The distance strategy for retrieval. For example, "l2" for Euclidean distance, "l2squared" for squared Euclidean distance, "cosine" for cosine similarity, etc. Defaults to None.

None
connection_params dict[str, Any] | None

Additional connection parameters to override defaults. These will be merged with automatically detected parameters (authentication, SSL settings). User-provided params take precedence. Defaults to None. Available parameters include: 1. http_auth (tuple[str, str] | None): HTTP authentication tuple (username, password). 2. use_ssl (bool): Whether to use SSL/TLS. Defaults to True for HTTPS URLs. 3. verify_certs (bool): Whether to verify SSL certificates. Defaults to True for HTTPS URLs. 4. ssl_show_warn (bool): Whether to show SSL warnings. Defaults to True for HTTPS URLs. 5. ssl_assert_hostname (str | None): SSL hostname assertion. Defaults to None. 6. max_retries (int): Maximum number of retries for requests. Defaults to 3. 7. retry_on_timeout (bool): Whether to retry on timeouts. Defaults to True. 8. client_cert (str | None): Path to the client certificate file. Defaults to None. 9. client_key (str | None): Path to the client private key file. Defaults to None. 10. root_cert (str | None): Path to the root certificate file. Defaults to None. 11. Additional kwargs: Any other parameters accepted by OpenSearch client constructor.

None
encryption OpenSearchEncryptionCapability | None

Encryption capability for field-level encryption. Defaults to None.

None

em_invoker property

Returns the EM Invoker instance.

Returns:

Name Type Description
BaseEMInvoker BaseEMInvoker

The EM Invoker instance.

clear(**kwargs) async

Clear all records from the datastore.

Examples:

from gllm_datastore.core.filters import filter as F

# Clear all chunks
await vector_capability.clear()

Parameters:

Name Type Description Default
**kwargs Any

Datastore-specific parameters.

{}

create(data, **kwargs) async

Create new records in the datastore.

This method will automatically encrypt the content and metadata of the chunks if encryption is enabled following the encryption configuration. When encryption is enabled, embeddings are generated from plaintext first, then chunks are encrypted, ensuring that embeddings represent the original content rather than encrypted ciphertext.

Examples:

from gllm_datastore.core.filters import filter as F

# Create a single chunk
await vector_capability.create(data=Chunk(content="Hello, world!", metadata={"source": "test"}))

Parameters:

Name Type Description Default
data Chunk | list[Chunk]

Data to create (single item or collection).

required
**kwargs Any

Datastore-specific parameters.

{}

Raises:

Type Description
ValueError

If data structure is invalid.

create_from_vector(chunk_vectors, **kwargs) async

Add pre-computed embeddings directly.

This method will automatically encrypt the content and metadata of the chunks if encryption is enabled following the encryption configuration.

Examples:

from gllm_datastore.core.filters import filter as F

# Create a single chunk
await vector_capability.create_from_vector(
    chunk_vectors=[
        (Chunk(content="Hello, world!", metadata={"source": "test"}), Vector([0.1, 0.2, 0.3])),
        (Chunk(content="Hello, another world!", metadata={"source": "test"}), Vector([0.4, 0.5, 0.6])),
    ]
)

Parameters:

Name Type Description Default
chunk_vectors list[tuple[Chunk, Vector]]

List of tuples containing chunks and their corresponding vectors.

required
**kwargs Any

Datastore-specific parameters.

{}

Returns:

Type Description
list[str]

list[str]: List of IDs of the added documents.

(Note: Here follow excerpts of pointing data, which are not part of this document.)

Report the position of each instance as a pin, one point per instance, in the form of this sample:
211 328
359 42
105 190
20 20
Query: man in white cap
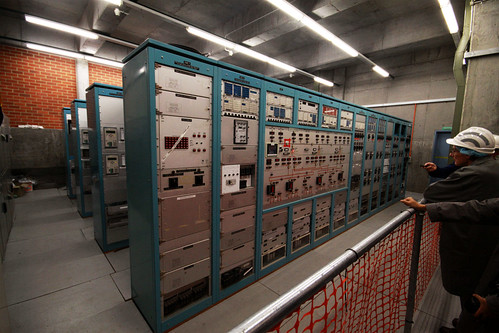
465 249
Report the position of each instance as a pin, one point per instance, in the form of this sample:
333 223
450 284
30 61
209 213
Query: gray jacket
466 248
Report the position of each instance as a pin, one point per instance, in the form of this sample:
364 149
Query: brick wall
104 74
34 86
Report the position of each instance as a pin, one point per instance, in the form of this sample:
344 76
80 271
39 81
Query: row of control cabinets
108 165
95 136
245 173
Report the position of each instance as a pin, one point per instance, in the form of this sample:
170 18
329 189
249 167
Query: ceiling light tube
282 65
104 61
317 28
344 47
314 26
115 2
54 51
449 16
288 9
211 37
380 71
60 27
323 81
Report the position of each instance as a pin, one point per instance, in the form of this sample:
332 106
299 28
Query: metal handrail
266 319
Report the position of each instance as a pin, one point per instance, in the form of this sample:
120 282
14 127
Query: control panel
300 163
279 108
183 142
244 174
307 113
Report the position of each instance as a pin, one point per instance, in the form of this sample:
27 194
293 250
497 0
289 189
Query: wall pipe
459 74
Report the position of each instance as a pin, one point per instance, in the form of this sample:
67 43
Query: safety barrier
373 287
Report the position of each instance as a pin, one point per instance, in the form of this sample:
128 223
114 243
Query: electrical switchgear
108 166
6 196
232 174
70 179
80 164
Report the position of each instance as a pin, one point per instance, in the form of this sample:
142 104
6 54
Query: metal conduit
266 319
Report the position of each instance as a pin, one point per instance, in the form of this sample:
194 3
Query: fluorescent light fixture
115 2
322 81
282 65
239 48
54 51
449 16
344 47
104 61
314 26
288 9
60 27
251 53
380 71
211 37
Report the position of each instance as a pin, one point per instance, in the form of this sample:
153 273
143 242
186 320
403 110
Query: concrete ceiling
379 29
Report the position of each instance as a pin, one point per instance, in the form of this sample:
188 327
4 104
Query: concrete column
82 78
481 100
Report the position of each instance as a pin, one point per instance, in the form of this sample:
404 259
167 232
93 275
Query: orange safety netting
371 294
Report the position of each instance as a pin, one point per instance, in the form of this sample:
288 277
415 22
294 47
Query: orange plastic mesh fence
371 294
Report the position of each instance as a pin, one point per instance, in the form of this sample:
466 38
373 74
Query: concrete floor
57 279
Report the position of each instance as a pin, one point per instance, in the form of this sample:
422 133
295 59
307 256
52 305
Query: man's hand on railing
411 202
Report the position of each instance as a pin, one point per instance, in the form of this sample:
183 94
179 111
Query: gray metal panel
237 254
185 275
301 210
183 105
183 256
184 215
187 180
177 80
227 134
111 111
239 154
235 238
273 240
274 219
323 203
115 189
237 199
237 219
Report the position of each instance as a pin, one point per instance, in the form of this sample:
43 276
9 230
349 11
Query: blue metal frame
140 119
66 115
98 203
76 105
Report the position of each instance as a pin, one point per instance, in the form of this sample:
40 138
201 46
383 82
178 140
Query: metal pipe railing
413 277
267 318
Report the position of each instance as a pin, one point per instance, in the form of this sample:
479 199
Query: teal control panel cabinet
80 150
70 179
108 165
232 174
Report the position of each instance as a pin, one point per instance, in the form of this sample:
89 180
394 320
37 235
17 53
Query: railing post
413 277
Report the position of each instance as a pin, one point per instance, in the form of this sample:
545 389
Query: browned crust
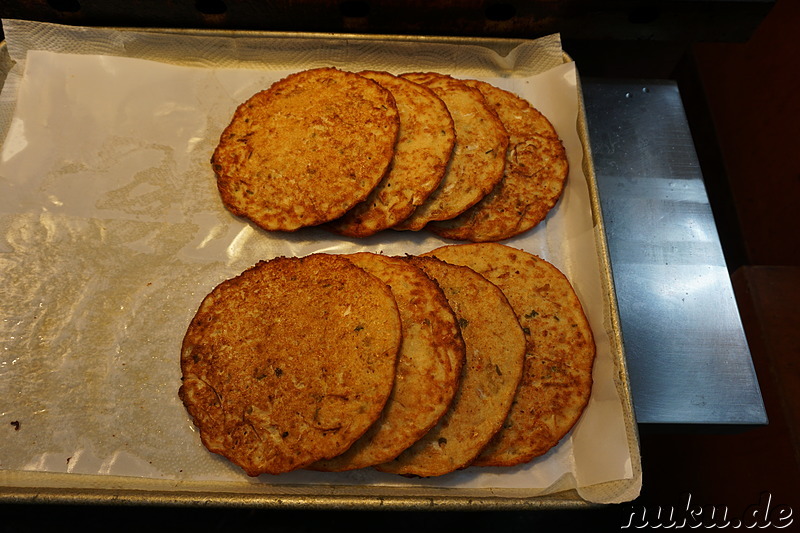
495 348
307 149
478 159
428 365
557 377
424 146
290 362
535 172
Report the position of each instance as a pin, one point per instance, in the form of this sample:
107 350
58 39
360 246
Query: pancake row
359 153
468 355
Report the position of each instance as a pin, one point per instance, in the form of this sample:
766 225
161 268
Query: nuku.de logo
761 515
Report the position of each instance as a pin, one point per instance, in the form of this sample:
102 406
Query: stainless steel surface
688 358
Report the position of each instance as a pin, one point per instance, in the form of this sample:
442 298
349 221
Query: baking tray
55 487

delete(filters=None, **kwargs) async

Delete records from the data store based on filters.

Warning

Filters cannot target encrypted fields. If you try to delete documents based on an encrypted metadata field (e.g., filters=F.eq("metadata.secret", "val")), the filter will fail to match because the filter value is not encrypted but the stored data is. Always use non-encrypted fields (like 'id') in filters when working with encrypted data.

Examples:

from gllm_datastore.core.filters import filter as F

# Delete a single chunk
await vector_capability.delete(filters=F.eq("id", "document_id"))

Parameters:

Name Type Description Default
filters FilterClause | QueryFilter | None

Filters to select records for deletion. FilterClause objects are automatically converted to QueryFilter internally. Cannot use encrypted fields in filters. Defaults to None.

None
**kwargs Any

Datastore-specific parameters.

{}

delete_by_id(id, **kwargs) async

Delete records from the data store based on IDs.

Examples:

from gllm_datastore.core.filters import filter as F

# Delete a single chunk
await vector_capability.delete_by_id(id="document_id")

Parameters:

Name Type Description Default
id str | list[str]

ID or list of IDs to delete.

required
**kwargs Any

Datastore-specific parameters.

{}

ensure_index(mapping=None, index_settings=None, dimension=None, distance_strategy=None) async

Ensure OpenSearch index exists, creating it if necessary.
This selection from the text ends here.